The slowing U.S. economy has hit the Big Three automakers pretty hard. U.S. auto sales for 2000 set a new record of 17.4 million cars and light trucks, an increase of almost 3% from 16.95 million sold in 1999. But, instead of celebrating, the Big Three are forecasting a slowdown in sales to 15.5 million tons, and are reducing motor-vehicle assembly.

Automotive's steel demand, therefore, is likely to drop dramatically-since motor-vehicle production is being forecast in some economic circles to slip under 14 million units in 2000. And that could cut as much as 2.3 million tons of steel from the Big Three's purchasing plans this year.

General Motors Corp. says first-quarter North American production will fall by 21% from the same quarter of 2000. At a recent North American Auto Show press briefing, GM executives noted that "the overall reduction reflects moderating near-term demand due to economic and consumer uncertainty and relatively higher-than-desired dealer inventories." The GM cutbacks are similar to the announcements from other U.S. automakers-Ford Motor Co. and Chrysler Corp.
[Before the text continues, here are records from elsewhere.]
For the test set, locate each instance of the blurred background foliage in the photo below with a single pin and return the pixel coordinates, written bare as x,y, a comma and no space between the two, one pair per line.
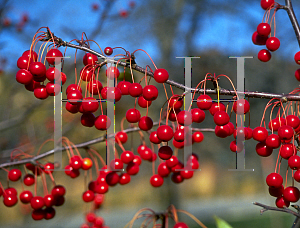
213,30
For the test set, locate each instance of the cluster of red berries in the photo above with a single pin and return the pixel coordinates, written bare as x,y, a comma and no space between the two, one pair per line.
33,74
262,35
287,129
43,206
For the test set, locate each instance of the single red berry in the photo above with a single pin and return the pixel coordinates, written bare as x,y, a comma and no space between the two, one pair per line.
156,180
175,101
285,132
14,175
150,92
165,133
145,123
297,57
54,56
276,192
75,162
273,43
121,136
204,102
108,51
265,4
124,87
49,200
102,122
260,134
274,180
28,179
264,55
281,202
287,150
165,152
26,197
258,39
37,202
163,170
94,87
112,72
133,115
273,141
197,137
291,194
241,106
221,118
24,76
87,163
293,121
263,29
135,90
89,59
143,103
49,213
38,214
263,150
161,75
37,69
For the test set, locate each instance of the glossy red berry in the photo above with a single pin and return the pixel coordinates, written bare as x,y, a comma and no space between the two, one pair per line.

Other sheet-steel-using sectors-including office equipment, appliances and construction materials-also have had a healthy steel appetite for the past several years. That's because consumer confidence has been positive and durable-goods spending has held up. However, the Consumer Confidence Index tracked by the Conference Board of New York fell in January for the fourth consecutive month as consumers have become less confident about both the current and short-term economic outlook.

Analyst Runiewicz at the WEFA Group suggests the non-automotive sheet-steel-buying outlook will change this year in different patterns-depending on their individual cycles and business patterns. Machinery production, for example, is expected to keep growing-although probably not at the 5% rate that has marked activity for both the electrical equipment and non-electrical equipment sectors. Runiewicz also sees a slowdown in production and sheet steel demand growth in both the fabricated metals and appliances sectors. He doesn't see a continuation of the 2% average annual growth in fabricated metals-or a continuation of the 3% average annual growth for appliances.

On the other hand, the combined public and commercial construction industry could explode this year and spur solid demand growth. Over the past 10 years, he says, the combined public and commercial construction industry has only grown by less than 2% annually. However, the Transportation Equity Act for the 21 st Century has altered WEFA Group's forecast. With $217 billion to be spent on public construction projects, the entire non-residential sector is expected to see almost a 2.5% average annual growth this year-and through 2004. Commercial construction also is expected to be healthy this year, he says, although the non-residential outlook is hazy after that.

Market at a glance

  • Demand: Sickly. End users consumed a revised 57.4 million tons annually in 1999 and 2000, but the projections for this year are 55 million tons. And demand could be lower if motor-vehicle assembly doesn't perk up.

  • Supply: Plentiful, even with reduced imports. New mini-mill capacity and continued output by ancient mills are keeping inventories extensive at the service center link. Leadtimes have dropped 40% in a year.

  • Prices: Looking for the bottom. Just when the mills announced $30-$40/ton price hikes for March deliveries, spot tags dropped another $10/ton. "They'll be up at midyear," quips a major tonnage buyer. "But what year?"